Brodie’s revision (3 Vols., London, 1920) of J. S. Brewer’s
Letters and Papers of Henry VIII. Hannay admired, but
did not completely approve of, the fashion in which Brodie
had carried out his enormously difficult task. It seemed to
him that in some cases the abstracts were so brief as to be
almost useless, if not misleading, that matters relating to
Scotland got too little attention, and that Brodie had
occasionally gone astray in his attempts to date the
numerous undated letters.
The task, in brief, to which Hannay addressed himself
was the preparation, not of verbatim translations, but
of very full abstracts, retaining the substance and some¬
thing of the character of the originals, of all the letters
written between April 1505 and September 1513 con¬
tained in N.L., and in Ruddiman and Gairdner.
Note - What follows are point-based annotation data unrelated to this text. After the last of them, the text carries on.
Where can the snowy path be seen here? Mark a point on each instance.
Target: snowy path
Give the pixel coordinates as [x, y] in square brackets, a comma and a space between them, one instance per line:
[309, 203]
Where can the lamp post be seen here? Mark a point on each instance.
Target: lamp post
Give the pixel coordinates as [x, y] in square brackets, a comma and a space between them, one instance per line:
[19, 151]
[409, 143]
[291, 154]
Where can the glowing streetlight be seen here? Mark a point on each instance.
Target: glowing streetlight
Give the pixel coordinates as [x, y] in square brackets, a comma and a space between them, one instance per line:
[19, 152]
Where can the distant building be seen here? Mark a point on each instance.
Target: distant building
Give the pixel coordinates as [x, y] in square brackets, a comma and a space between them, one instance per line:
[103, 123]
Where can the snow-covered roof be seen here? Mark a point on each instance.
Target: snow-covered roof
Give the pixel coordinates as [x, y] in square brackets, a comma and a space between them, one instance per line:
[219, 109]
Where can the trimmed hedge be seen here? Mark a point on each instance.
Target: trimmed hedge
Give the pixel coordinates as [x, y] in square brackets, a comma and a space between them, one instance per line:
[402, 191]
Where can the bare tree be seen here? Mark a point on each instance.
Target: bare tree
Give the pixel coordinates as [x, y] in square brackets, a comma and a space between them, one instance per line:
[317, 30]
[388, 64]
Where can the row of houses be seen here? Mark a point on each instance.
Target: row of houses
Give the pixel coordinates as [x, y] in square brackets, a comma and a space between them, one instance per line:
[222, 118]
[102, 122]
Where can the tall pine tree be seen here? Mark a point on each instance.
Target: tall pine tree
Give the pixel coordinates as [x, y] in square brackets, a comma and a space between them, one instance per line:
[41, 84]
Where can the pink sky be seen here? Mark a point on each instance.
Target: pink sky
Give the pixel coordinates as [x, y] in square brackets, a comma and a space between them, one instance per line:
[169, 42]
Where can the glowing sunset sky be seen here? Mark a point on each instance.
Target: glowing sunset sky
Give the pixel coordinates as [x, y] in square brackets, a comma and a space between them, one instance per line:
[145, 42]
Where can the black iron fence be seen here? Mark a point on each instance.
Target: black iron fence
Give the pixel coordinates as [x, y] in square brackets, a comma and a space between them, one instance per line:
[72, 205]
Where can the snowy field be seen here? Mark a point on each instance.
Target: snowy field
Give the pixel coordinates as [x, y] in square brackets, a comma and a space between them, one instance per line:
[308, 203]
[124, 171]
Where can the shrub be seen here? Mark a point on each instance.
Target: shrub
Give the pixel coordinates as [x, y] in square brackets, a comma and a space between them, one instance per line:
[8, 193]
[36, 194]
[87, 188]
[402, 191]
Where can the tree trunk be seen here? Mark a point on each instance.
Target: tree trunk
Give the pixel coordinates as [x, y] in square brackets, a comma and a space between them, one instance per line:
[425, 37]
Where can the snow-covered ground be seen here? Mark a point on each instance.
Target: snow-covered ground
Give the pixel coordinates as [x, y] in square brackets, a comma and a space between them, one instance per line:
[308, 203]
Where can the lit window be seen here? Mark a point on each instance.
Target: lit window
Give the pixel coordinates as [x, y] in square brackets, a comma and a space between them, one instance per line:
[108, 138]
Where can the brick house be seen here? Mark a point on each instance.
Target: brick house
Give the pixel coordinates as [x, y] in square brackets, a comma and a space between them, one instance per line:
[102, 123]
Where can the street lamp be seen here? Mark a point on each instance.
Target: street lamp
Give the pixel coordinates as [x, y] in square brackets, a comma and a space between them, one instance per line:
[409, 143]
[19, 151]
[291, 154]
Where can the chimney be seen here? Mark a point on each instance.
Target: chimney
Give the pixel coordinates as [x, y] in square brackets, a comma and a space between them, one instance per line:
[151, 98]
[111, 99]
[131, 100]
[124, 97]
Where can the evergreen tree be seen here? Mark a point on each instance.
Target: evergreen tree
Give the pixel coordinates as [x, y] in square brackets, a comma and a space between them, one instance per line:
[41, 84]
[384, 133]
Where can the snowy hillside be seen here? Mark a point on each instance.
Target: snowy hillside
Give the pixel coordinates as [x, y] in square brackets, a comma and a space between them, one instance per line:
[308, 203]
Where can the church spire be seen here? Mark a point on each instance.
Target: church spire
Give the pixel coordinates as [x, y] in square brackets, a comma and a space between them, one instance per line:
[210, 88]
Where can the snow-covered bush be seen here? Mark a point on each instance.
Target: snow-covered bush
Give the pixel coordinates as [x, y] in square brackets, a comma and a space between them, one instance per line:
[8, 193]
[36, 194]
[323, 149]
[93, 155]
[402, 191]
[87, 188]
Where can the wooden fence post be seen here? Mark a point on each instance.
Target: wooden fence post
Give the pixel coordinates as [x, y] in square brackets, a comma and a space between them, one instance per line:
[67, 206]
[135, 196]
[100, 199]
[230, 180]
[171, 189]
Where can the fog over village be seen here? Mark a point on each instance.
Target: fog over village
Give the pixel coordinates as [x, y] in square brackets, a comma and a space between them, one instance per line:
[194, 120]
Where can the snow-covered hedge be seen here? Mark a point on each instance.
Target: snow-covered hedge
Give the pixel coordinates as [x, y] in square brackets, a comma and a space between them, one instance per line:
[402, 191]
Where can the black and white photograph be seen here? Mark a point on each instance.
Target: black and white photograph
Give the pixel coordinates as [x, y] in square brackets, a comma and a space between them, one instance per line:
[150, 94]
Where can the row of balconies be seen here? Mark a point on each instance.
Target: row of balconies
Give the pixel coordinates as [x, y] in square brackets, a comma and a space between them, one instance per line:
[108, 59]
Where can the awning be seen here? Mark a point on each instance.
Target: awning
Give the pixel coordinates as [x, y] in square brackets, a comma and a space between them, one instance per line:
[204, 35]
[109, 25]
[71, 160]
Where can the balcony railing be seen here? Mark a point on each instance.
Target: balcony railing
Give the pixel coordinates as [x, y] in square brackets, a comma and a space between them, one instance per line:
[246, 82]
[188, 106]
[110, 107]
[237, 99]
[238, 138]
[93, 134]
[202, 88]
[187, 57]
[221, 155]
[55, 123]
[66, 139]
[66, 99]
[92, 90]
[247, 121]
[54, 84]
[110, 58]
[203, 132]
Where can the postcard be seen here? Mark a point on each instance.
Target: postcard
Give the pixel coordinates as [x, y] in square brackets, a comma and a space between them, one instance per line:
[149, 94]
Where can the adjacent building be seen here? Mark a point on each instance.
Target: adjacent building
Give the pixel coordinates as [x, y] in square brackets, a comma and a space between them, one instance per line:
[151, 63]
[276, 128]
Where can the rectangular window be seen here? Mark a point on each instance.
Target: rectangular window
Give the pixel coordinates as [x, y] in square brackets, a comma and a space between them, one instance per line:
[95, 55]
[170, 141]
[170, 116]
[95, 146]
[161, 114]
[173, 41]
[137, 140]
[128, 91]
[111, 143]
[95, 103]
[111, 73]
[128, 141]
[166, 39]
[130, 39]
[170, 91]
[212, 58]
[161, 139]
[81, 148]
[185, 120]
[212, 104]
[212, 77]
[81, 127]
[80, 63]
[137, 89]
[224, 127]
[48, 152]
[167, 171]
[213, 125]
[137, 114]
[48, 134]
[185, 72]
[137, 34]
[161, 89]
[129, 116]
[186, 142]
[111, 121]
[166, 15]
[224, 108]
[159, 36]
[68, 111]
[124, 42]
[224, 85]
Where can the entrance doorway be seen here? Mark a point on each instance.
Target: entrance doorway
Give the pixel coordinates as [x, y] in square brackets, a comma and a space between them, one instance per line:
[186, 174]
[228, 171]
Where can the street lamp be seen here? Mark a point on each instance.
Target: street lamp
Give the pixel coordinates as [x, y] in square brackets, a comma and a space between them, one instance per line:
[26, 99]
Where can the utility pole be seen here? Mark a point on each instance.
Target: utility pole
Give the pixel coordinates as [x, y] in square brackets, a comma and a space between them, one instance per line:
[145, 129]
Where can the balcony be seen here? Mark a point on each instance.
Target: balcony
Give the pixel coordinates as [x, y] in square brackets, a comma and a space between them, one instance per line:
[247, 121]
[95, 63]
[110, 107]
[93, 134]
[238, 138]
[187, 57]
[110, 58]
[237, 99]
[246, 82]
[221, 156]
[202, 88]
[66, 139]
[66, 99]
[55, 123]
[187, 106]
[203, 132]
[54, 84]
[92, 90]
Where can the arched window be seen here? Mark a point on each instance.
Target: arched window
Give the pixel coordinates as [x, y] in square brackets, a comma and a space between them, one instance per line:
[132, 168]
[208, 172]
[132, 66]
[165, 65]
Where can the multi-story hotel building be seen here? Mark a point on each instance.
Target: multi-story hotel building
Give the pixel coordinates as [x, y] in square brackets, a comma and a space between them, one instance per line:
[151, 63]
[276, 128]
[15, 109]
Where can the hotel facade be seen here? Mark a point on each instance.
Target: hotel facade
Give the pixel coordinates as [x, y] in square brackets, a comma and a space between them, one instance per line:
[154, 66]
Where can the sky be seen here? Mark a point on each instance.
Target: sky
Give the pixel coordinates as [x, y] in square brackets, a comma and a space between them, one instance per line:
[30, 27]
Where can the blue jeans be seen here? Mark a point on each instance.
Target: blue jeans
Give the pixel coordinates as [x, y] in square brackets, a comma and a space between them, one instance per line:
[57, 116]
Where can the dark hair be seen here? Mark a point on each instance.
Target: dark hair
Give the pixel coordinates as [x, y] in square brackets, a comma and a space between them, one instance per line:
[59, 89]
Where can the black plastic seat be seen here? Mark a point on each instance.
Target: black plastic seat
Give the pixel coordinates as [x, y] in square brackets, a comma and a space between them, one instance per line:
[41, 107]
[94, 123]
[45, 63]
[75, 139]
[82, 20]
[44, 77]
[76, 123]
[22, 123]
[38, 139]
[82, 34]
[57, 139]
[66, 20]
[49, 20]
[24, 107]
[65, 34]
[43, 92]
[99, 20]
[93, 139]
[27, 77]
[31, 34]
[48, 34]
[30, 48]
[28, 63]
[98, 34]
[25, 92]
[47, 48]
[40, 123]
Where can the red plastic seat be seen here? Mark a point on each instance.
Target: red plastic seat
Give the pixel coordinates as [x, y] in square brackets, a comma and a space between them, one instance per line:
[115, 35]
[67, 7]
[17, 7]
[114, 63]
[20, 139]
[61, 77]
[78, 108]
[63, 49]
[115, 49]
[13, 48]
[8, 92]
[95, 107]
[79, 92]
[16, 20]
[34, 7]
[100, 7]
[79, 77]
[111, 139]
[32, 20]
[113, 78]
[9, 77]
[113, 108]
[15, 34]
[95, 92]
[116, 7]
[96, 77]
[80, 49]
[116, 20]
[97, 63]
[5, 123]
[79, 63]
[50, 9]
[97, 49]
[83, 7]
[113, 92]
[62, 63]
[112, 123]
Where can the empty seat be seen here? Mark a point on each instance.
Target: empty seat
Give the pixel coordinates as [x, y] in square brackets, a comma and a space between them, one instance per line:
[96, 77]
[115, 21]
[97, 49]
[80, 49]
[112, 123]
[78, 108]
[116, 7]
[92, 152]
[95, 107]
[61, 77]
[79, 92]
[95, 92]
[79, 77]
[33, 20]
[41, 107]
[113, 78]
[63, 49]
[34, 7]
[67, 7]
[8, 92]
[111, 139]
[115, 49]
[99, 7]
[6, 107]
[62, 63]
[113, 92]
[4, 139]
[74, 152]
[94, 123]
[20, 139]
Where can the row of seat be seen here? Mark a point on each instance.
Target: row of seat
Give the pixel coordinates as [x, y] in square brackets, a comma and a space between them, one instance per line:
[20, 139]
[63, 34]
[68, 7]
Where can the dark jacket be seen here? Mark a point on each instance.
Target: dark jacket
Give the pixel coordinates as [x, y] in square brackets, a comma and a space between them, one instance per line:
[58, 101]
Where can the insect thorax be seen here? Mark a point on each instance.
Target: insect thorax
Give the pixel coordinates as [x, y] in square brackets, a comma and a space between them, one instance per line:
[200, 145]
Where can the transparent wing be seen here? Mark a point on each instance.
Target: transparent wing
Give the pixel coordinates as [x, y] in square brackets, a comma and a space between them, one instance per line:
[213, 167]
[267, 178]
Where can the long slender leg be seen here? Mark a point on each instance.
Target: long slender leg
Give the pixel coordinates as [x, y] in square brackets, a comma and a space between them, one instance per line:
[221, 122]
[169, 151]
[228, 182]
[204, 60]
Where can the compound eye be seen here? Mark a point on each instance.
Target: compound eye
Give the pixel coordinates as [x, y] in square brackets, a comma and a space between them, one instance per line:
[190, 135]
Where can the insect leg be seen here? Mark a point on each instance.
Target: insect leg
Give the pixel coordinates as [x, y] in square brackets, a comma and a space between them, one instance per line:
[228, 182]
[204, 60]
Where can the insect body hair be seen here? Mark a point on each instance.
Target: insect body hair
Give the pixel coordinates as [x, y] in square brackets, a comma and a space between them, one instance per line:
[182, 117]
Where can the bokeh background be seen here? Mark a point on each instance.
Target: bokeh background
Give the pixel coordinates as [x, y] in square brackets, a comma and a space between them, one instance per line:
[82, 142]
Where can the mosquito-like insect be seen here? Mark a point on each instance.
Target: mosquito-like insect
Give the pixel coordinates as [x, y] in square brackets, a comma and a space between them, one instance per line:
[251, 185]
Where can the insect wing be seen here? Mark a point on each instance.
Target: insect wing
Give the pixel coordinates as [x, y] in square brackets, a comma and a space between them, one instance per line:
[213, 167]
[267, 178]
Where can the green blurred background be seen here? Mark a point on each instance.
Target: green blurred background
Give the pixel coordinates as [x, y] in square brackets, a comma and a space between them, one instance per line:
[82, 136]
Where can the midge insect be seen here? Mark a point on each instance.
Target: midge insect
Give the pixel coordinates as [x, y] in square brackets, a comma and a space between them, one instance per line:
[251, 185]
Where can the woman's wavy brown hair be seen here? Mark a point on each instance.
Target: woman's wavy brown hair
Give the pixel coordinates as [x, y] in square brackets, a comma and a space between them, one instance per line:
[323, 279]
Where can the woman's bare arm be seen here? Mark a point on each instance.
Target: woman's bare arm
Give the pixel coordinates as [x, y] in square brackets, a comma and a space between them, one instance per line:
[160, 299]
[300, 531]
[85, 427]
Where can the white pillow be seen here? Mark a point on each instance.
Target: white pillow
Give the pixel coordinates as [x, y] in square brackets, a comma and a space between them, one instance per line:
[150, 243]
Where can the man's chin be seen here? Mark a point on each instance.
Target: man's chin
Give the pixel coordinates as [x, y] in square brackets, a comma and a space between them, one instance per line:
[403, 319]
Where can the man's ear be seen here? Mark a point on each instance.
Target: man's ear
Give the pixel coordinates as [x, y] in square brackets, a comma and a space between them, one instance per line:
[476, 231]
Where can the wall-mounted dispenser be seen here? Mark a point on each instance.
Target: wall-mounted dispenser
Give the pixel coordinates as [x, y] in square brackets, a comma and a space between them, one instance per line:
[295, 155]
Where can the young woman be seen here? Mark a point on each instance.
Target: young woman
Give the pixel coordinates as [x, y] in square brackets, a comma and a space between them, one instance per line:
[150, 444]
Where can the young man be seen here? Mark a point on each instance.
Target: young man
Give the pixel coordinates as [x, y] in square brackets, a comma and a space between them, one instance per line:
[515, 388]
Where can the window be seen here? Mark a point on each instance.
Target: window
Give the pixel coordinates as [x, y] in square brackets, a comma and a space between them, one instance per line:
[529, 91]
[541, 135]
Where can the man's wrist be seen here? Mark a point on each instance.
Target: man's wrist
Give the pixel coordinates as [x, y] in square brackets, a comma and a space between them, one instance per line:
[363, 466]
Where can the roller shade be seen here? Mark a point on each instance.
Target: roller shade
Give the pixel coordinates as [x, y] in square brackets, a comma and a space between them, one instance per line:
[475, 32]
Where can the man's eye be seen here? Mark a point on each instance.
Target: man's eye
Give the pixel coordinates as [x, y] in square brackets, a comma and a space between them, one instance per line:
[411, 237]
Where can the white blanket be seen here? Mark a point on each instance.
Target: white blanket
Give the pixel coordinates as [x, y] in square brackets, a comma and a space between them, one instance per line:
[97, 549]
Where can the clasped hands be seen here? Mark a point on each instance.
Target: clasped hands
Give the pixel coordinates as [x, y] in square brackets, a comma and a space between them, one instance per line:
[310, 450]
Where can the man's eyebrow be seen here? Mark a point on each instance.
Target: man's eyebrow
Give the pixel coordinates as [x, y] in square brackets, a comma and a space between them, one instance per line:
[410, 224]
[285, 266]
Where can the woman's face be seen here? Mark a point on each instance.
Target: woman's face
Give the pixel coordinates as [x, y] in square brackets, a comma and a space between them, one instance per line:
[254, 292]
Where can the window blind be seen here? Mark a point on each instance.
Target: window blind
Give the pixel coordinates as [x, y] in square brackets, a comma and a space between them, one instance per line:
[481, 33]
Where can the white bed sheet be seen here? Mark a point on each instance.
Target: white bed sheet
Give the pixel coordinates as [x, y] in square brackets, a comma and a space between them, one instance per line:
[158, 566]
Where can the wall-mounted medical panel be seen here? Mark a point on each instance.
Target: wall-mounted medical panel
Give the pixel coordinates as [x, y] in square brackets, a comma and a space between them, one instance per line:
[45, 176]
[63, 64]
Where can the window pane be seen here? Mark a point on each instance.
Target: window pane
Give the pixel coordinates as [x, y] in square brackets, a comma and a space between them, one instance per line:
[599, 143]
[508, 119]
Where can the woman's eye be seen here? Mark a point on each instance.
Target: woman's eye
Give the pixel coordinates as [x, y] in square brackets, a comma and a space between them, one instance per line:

Those
that were undated he essayed to date, at least approxi¬
mately, from the record of the movements of ambassadors
and heralds in the Accounts of the Lord High Treasurer
and the Register of the Privy Seal.
He made little use, it would appear, of B.M., preferring
instead the more accessible Register House MS. For the
correspondence with the Danish court he preferred to the
copies in N.L. the original letters as printed in Wegener.
From his notes it is clear that he meant to include in the
Calendar the very important letters in another British
Museum MS.—Caligula, B. vi—as well as the letters
relating to Andrew Forman’s ambassadorial activities
printed in Godefroy’s Lettres du Roy Louis XII (Brussels,
1704).
When ill-health forced Hannay to abandon his task,
he had all but completed the calendaring of the letters
written between 1505 and 1510. After 1510 the gaps in
his manuscript become more frequent, and the ten fateful
months before Flodden he left a complete blank.